From a8a39cd4647f2b4123ca6a4d47ce8042bd3e1ce5 Mon Sep 17 00:00:00 2001
From: John Spray <john@neon.tech>
Date: Wed, 8 Nov 2023 12:41:48 +0000
Subject: [PATCH] test: de-flake test_deletion_queue_recovery (#5822)

## Problem

This test could fail if timing is unlucky, and the deletions in the test
land in two deletion lists instead of one.

## Summary of changes

We await _some_ validations instead of _all_ validations, because our
execution failpoint
will prevent validation proceeding for any but the first DeletionList.
Usually the workload
just generates one, but if it generates two due to timing, then we must
not expect that the
second one will be validated.
---
 .../regress/test_pageserver_generations.py    | 27 ++++++++++++++-----
 1 file changed, 20 insertions(+), 7 deletions(-)

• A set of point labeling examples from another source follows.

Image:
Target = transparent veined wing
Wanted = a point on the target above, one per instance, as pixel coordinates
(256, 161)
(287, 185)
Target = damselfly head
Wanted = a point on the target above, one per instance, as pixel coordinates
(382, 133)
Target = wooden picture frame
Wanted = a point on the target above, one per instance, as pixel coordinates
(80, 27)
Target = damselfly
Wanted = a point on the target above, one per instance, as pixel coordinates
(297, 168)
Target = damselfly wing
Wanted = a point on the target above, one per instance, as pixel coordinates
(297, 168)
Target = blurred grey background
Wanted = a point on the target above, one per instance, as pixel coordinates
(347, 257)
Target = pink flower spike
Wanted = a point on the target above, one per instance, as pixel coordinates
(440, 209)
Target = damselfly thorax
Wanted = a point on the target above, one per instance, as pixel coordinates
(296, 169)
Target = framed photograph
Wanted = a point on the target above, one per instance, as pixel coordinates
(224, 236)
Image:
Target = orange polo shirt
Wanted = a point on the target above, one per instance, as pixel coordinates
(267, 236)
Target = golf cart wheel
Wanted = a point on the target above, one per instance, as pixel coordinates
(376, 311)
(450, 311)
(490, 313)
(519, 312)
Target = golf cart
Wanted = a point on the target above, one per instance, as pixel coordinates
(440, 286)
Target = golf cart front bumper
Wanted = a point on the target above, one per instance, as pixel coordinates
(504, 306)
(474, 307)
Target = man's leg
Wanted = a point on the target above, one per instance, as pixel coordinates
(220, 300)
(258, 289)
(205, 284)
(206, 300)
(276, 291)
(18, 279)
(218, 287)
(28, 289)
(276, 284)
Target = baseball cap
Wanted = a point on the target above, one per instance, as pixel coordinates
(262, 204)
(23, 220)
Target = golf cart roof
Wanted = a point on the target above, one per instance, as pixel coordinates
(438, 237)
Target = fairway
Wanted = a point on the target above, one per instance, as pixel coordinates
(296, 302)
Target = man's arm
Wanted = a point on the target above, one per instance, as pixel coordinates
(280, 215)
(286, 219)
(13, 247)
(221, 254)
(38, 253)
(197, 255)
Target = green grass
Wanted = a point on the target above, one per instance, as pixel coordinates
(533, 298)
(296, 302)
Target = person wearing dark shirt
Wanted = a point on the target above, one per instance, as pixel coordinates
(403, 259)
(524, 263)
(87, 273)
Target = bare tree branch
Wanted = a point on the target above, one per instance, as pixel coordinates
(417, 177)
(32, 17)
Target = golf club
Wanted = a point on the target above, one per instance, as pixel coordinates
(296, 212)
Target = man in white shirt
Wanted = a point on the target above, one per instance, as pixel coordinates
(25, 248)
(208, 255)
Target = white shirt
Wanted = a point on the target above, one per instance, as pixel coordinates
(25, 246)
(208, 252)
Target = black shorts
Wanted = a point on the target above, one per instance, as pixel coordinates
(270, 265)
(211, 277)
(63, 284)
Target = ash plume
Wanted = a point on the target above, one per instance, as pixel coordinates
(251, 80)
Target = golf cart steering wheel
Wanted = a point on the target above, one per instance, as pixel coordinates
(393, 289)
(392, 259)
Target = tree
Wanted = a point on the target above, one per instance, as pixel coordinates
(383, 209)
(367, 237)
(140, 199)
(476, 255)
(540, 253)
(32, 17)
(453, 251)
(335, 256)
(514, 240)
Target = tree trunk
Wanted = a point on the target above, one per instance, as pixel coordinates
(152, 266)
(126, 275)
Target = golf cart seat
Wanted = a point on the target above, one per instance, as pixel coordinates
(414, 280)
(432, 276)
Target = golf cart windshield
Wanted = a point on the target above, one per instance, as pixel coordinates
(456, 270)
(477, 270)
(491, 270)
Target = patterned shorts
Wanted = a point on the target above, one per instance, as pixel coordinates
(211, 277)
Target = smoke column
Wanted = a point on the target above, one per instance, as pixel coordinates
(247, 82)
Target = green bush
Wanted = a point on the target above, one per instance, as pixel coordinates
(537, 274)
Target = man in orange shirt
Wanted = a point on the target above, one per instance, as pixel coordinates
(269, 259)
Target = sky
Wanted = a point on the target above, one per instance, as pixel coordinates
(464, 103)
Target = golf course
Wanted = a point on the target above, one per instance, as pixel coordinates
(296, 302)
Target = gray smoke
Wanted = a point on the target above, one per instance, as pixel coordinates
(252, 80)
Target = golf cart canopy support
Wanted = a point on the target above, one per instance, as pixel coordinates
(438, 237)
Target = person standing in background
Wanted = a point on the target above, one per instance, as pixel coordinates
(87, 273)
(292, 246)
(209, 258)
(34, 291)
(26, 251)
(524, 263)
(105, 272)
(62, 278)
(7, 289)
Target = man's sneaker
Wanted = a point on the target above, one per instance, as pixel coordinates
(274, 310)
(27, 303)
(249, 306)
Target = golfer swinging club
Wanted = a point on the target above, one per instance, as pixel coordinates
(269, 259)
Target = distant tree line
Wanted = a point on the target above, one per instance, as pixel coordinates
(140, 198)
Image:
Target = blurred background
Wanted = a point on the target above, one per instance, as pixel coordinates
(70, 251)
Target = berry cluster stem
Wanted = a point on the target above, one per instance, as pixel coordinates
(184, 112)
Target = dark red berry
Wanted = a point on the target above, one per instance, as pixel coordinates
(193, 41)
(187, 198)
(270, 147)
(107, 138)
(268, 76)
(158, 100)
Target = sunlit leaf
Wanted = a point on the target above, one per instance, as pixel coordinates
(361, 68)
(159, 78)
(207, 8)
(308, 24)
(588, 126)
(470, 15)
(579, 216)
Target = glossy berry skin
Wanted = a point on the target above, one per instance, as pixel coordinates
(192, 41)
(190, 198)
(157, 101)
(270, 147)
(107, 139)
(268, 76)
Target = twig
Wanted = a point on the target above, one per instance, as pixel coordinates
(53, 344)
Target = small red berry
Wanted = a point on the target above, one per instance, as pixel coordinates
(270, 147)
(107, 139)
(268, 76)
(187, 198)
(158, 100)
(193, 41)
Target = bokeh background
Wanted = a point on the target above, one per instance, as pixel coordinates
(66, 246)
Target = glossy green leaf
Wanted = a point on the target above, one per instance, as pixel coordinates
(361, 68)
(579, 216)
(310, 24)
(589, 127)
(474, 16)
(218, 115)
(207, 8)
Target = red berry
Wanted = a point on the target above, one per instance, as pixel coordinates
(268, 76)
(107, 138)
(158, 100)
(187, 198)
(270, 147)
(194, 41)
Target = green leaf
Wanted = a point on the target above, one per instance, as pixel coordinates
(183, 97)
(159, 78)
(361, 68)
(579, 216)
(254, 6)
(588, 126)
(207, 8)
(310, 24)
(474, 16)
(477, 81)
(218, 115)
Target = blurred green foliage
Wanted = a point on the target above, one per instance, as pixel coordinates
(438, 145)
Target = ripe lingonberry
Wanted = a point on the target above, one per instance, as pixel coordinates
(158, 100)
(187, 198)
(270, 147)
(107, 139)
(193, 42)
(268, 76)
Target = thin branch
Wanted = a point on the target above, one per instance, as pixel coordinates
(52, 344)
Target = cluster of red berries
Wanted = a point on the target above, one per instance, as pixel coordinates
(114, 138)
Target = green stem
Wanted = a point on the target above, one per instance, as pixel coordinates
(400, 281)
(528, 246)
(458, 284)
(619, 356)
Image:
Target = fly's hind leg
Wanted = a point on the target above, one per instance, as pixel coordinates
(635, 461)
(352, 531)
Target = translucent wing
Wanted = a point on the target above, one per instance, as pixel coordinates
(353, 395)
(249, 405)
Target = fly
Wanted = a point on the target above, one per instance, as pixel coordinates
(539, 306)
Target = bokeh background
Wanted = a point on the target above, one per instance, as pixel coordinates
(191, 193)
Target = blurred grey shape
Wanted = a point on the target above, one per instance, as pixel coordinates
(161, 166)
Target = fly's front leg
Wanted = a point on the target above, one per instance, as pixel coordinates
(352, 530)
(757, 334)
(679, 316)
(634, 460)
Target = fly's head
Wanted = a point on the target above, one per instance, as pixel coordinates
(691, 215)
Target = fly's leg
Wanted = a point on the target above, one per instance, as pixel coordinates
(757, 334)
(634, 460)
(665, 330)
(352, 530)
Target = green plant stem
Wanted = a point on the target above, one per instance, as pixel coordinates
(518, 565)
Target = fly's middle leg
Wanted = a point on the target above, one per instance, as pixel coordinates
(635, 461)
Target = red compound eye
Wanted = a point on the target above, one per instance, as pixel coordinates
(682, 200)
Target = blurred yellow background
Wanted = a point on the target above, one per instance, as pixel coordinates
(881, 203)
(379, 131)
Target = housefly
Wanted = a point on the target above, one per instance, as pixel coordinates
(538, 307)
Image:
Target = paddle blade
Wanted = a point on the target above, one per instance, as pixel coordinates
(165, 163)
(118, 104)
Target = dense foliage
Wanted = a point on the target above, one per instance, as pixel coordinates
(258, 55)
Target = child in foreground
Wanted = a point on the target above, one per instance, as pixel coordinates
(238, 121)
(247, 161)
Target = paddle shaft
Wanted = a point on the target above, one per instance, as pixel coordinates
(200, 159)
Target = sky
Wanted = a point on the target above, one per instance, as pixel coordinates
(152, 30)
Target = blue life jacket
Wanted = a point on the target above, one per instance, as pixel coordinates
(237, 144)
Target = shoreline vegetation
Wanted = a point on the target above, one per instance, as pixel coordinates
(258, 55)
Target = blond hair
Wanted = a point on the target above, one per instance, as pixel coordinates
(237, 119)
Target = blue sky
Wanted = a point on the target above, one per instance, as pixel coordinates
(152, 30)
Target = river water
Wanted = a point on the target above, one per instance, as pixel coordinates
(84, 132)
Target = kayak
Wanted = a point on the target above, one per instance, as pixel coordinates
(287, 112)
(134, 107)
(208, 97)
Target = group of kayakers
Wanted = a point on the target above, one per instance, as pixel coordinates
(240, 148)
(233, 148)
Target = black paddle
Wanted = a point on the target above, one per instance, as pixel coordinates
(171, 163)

diff --git a/test_runner/regress/test_pageserver_generations.py b/test_runner/regress/test_pageserver_generations.py
index 3e5021ae06..c3f4ad476f 100644
--- a/test_runner/regress/test_pageserver_generations.py
+++ b/test_runner/regress/test_pageserver_generations.py
@@ -366,11 +366,17 @@ def test_deletion_queue_recovery(
     assert get_deletion_queue_dropped_lsn_updates(ps_http) == 0
 
     if validate_before == ValidateBefore.VALIDATE:
+        # At this point, one or more DeletionLists have been written.  We have set a failpoint
+        # to prevent them successfully executing, but we want to see them get validated.
+        #
+        # We await _some_ validations instead of _all_ validations, because our execution failpoint
+        # will prevent validation proceeding for any but the first DeletionList.  Usually the workload
+        # just generates one, but if it generates two due to timing, then we must not expect that the
+        # second one will be validated.
+        def assert_some_validations():
+            assert get_deletion_queue_validated(ps_http) > 0
 
-        def assert_validation_complete():
-            assert get_deletion_queue_submitted(ps_http) == get_deletion_queue_validated(ps_http)
-
-        wait_until(20, 1, assert_validation_complete)
+        wait_until(20, 1, assert_some_validations)
 
         # The validatated keys statistic advances before the header is written, so we
         # also wait to see the header hit the disk: this seems paranoid but the race
@@ -380,6 +386,11 @@ def test_deletion_queue_recovery(
 
         wait_until(20, 1, assert_header_written)
 
+        # If we will lose attachment, then our expectation on restart is that only the ones
+        # we already validated will execute.  Act like only those were present in the queue.
+        if keep_attachment == KeepAttachment.LOSE:
+            before_restart_depth = get_deletion_queue_validated(ps_http)
+
     log.info(f"Restarting pageserver with {before_restart_depth} deletions enqueued")
     env.pageserver.stop(immediate=True)
 
@@ -402,11 +413,13 @@ def test_deletion_queue_recovery(
     ps_http.deletion_queue_flush(execute=True)
     wait_until(10, 1, lambda: assert_deletion_queue(ps_http, lambda n: n == 0))
 
-    if keep_attachment == KeepAttachment.KEEP or validate_before == ValidateBefore.VALIDATE:
+    if keep_attachment == KeepAttachment.KEEP:
         # - If we kept the attachment, then our pre-restart deletions should execute
         #   because on re-attach they were from the immediately preceding generation
-        # - If we validated before restart, then the deletions should execute because the
-        #   deletion queue header records a validated deletion list sequence number.
+        assert get_deletion_queue_executed(ps_http) == before_restart_depth
+    elif validate_before == ValidateBefore.VALIDATE:
+        # - If we validated before restart, then we should execute however many keys were
+        #   validated before restart.
         assert get_deletion_queue_executed(ps_http) == before_restart_depth
     else:
         env.pageserver.allowed_errors.extend([".*Dropping stale deletions.*"])